At least I think it was paint.

As you get closer to the hands, you realize that you can no longer keep your feet on the strut….no matter how much you want to. At that point….you have to hang on like a pair of pants flapping on a clothesline.

When you get to the end, the jump master says “Look up!” ,and you do….then you yell “DOT!”  (because there’s a dot on the underside of the wing). then….you, ALL OF A SUDDEN….

Let go.

Now, when you see it in a video, it looks like you fall slowly and gracefully.. You don’t.  If you’ve studied physics, you know that a feather and a rock fall at the same rate – a skydiver falls faster. At least that’s what it feels like. I wanted to scream so badly, but all I could do was grit my teeth and gasp as I fell like a REALLY FAST rock.  You’re supposed to count One Thousand One, One Thousand Two….Five while your chute opens  but it’s more like (run other way) 12345LOOKUP!

At that point,…..my chute magically opened….and I began to float slowly down, gracefully turning right…..then left……then right….then left.. Getting closer, am I on track?

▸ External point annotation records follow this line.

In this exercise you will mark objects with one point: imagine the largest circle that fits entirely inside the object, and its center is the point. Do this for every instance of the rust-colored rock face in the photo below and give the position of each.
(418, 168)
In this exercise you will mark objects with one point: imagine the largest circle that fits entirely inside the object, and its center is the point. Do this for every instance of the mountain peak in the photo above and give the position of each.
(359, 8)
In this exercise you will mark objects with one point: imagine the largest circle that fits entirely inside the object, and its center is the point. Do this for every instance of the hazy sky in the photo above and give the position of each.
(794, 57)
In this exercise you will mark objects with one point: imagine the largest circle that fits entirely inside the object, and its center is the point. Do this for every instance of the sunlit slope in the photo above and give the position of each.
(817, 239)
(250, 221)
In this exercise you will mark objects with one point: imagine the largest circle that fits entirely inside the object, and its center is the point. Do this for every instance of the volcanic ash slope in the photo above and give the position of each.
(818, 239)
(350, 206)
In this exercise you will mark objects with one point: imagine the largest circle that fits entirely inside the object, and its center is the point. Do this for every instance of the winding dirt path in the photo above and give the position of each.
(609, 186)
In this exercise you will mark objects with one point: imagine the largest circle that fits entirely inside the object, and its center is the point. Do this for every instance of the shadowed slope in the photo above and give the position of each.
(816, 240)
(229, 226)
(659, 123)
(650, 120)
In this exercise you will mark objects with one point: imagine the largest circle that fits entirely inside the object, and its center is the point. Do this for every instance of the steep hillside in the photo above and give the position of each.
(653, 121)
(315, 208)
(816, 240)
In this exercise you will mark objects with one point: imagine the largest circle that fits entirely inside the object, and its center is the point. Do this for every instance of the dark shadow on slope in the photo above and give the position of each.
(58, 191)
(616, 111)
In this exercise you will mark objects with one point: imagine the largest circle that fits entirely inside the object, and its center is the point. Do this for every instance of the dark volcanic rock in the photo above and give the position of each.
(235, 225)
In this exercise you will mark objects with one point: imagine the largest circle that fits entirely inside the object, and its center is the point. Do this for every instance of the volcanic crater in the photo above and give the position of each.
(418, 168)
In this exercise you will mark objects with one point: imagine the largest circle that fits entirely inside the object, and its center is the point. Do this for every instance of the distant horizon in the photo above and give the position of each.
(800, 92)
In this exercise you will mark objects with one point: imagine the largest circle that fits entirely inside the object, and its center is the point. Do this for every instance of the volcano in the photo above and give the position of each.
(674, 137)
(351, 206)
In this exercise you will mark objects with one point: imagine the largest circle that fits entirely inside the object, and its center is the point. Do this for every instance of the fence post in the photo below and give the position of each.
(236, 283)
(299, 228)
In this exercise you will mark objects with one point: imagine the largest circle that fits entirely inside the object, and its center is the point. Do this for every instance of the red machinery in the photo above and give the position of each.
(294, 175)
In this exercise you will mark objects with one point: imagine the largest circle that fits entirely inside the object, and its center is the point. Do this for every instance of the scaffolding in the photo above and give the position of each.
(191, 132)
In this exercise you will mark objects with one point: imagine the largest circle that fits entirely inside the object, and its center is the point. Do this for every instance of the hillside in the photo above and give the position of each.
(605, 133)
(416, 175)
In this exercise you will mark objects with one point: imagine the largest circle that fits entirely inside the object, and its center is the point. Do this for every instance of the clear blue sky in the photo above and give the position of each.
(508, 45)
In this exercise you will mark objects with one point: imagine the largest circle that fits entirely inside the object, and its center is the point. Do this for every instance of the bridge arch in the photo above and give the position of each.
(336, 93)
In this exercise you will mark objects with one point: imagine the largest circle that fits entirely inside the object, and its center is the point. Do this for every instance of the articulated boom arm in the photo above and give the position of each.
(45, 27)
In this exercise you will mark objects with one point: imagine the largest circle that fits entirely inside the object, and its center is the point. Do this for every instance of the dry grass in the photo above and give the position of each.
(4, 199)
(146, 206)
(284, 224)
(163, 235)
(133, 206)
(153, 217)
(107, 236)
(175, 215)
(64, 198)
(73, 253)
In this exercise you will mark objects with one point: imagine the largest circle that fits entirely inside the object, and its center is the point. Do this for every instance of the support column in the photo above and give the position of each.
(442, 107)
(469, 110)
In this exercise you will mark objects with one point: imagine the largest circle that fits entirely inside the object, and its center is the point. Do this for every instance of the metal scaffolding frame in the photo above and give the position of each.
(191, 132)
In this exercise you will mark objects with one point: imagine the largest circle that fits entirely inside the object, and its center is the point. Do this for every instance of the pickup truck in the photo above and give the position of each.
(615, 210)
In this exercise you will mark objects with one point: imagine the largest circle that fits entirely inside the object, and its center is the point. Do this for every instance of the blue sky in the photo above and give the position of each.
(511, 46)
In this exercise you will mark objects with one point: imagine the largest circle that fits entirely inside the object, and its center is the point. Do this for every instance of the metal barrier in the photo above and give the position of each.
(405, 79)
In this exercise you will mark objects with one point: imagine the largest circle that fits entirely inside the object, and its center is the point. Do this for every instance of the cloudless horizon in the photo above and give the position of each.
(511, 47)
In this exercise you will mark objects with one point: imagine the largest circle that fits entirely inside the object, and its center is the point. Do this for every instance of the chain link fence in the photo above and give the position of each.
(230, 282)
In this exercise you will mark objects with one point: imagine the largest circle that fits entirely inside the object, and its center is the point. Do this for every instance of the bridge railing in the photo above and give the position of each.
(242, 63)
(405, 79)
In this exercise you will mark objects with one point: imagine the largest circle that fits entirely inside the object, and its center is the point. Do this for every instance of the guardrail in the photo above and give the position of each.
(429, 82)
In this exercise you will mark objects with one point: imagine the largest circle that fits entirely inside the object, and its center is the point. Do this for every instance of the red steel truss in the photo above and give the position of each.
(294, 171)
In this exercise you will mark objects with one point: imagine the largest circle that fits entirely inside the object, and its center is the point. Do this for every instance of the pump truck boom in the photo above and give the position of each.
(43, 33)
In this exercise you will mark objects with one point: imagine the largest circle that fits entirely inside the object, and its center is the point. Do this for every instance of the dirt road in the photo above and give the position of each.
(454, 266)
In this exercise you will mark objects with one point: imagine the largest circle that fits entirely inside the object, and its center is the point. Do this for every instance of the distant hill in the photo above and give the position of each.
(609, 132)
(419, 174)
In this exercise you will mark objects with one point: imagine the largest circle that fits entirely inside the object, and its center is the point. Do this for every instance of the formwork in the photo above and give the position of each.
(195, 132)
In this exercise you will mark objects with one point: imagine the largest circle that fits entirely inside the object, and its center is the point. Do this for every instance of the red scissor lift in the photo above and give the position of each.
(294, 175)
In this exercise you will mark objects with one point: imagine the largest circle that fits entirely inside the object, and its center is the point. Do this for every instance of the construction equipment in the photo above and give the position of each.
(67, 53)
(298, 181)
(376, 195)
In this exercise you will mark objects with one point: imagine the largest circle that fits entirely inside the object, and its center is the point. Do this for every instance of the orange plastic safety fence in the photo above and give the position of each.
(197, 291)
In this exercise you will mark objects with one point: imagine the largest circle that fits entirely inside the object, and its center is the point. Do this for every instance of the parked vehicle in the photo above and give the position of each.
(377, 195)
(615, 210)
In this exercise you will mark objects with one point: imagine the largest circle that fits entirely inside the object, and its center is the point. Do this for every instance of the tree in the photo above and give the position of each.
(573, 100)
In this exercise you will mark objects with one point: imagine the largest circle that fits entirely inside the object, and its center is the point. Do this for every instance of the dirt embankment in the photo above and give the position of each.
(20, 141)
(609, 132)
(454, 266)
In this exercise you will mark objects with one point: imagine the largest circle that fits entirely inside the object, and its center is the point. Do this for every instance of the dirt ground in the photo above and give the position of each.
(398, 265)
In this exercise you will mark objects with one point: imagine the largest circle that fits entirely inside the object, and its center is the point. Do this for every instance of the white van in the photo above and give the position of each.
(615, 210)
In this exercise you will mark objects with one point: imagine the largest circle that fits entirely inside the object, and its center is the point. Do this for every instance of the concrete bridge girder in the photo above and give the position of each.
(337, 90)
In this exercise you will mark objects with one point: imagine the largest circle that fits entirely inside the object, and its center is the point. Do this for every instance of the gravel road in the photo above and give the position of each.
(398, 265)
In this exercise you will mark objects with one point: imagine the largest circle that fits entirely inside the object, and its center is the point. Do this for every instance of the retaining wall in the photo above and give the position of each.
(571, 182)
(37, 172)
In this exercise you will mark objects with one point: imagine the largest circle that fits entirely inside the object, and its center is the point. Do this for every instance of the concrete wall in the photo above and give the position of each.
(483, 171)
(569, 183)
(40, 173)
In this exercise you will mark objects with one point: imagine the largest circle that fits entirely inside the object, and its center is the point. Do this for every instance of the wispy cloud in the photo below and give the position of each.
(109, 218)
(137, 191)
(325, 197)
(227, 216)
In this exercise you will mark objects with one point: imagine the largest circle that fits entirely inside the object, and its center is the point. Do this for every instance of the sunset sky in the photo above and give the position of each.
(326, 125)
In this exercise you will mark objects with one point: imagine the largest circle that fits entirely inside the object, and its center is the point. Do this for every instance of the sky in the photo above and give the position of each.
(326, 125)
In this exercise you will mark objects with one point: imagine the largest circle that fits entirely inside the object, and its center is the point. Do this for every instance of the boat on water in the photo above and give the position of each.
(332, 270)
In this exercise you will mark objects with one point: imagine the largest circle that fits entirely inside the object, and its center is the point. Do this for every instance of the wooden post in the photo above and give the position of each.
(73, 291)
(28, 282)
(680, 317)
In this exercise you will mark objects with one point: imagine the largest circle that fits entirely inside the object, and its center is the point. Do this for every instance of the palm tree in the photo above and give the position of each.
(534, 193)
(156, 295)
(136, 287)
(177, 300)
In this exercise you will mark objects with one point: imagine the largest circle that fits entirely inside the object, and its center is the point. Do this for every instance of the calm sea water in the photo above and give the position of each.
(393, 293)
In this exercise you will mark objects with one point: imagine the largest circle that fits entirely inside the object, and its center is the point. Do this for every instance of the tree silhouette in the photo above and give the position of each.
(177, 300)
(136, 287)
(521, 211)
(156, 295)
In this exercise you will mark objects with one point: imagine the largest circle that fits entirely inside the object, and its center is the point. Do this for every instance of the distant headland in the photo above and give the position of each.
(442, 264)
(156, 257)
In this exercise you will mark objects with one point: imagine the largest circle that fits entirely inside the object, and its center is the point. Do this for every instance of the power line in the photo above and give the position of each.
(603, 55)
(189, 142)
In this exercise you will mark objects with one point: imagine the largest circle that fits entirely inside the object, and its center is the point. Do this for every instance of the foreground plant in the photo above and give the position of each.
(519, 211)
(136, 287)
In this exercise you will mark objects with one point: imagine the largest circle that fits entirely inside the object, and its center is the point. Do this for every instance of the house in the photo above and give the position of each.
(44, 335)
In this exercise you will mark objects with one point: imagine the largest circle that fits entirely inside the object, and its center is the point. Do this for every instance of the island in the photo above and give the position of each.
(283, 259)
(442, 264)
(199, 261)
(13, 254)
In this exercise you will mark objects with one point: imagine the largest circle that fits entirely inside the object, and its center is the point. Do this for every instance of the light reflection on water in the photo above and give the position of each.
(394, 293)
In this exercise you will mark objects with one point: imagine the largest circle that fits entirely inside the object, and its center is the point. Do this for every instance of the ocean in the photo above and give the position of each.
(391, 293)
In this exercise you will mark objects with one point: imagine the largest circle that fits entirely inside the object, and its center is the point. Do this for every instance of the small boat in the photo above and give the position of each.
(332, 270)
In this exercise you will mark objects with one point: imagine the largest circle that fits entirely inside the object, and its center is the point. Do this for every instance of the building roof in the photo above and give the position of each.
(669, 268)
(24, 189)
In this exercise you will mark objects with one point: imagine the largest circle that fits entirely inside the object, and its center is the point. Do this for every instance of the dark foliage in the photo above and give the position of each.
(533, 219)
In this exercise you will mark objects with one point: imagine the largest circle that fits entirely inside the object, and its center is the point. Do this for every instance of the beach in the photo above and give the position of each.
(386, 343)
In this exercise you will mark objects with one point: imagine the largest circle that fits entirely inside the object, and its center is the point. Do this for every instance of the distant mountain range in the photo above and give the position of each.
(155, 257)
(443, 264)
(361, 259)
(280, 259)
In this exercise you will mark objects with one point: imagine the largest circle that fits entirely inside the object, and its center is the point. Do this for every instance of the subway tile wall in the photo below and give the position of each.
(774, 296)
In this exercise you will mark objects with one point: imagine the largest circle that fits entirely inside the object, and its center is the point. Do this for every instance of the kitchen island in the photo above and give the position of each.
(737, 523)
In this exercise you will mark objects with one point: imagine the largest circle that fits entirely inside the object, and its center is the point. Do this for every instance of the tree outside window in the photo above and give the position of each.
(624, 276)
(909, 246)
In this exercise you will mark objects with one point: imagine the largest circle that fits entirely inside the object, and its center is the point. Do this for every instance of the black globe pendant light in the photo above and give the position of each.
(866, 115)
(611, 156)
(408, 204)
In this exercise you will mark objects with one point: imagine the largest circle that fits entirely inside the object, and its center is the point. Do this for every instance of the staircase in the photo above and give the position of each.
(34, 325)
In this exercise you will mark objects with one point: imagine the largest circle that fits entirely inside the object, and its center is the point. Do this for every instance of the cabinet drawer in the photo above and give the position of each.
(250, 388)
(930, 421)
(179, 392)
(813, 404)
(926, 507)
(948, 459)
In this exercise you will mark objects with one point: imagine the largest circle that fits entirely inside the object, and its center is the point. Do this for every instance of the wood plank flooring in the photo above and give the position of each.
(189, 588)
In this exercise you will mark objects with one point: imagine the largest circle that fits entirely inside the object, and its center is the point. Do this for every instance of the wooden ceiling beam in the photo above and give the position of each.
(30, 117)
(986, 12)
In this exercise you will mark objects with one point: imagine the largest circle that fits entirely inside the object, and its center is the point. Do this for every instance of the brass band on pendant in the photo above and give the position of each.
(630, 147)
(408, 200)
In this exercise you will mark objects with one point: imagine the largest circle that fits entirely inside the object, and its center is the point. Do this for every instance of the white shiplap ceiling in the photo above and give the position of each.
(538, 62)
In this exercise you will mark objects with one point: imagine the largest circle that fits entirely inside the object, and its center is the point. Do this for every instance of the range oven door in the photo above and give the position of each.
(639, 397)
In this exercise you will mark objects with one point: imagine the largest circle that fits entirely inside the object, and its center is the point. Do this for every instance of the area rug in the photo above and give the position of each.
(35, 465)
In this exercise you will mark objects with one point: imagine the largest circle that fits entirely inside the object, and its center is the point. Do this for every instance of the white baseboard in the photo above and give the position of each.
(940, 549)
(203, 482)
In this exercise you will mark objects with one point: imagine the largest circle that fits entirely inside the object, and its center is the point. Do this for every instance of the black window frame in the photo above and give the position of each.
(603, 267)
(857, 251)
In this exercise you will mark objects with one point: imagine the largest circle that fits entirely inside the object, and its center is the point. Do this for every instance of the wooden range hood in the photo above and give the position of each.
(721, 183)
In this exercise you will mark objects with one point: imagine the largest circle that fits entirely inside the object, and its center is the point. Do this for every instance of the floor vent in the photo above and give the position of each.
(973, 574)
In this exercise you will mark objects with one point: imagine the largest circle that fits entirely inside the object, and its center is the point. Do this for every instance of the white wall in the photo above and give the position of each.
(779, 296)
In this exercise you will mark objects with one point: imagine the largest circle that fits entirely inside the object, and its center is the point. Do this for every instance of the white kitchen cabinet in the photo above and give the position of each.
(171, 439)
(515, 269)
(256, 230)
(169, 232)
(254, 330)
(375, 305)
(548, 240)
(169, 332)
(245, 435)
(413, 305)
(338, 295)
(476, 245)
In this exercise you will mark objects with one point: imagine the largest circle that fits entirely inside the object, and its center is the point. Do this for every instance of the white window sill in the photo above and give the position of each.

Drifting too close to that cow pasture….bring it back in….

As you approach the ground, you can hear the observer talking you in, counting you down to where you pull both toggles down to stall the chute, and run it in.

He kept saying, “You’re doing great!” “Looking Good!” …I think it was a recording.

I must have waited a bit too long, because when I stalled the chute, I STALLED THE CHUTE….and did a dramatic re-creation of that ski jumper on Wide World of Sports….The Agony of Defeat, indeed.

I rolled…and rolled…and rolled…and eventually came to a stop. I couldn’t hear anything. I wondered if I was dead…..as I began to hear muffled sounds coming closer, I realized that I was so tangled in the chute, it was drowning out the noise.

When I finally stopped rolling, and got my wits about me, I realized – I wasn’t dead! I was ALIVE! I was REALLY ALIVE!

…and that’s the whole point – it’s easy to be afraid BEFORE you jump. It’s perfectly natural to fear the unknown. It’s safe inside the plane, and it’s safer to ride back down to the ground…..but that’s not where the fun is. All the excitement and adventure happens AFTER you go out the door.  It’s safer to not ask for that promotion…..to not get on stage and speak…But you’ll never get to experience that adventure, or have that fun…or make that change until you jump.

THAT’S why you jump. The fear is there, but it’s only temporary. Once you jump, you can never see the world in the same way. Ever again.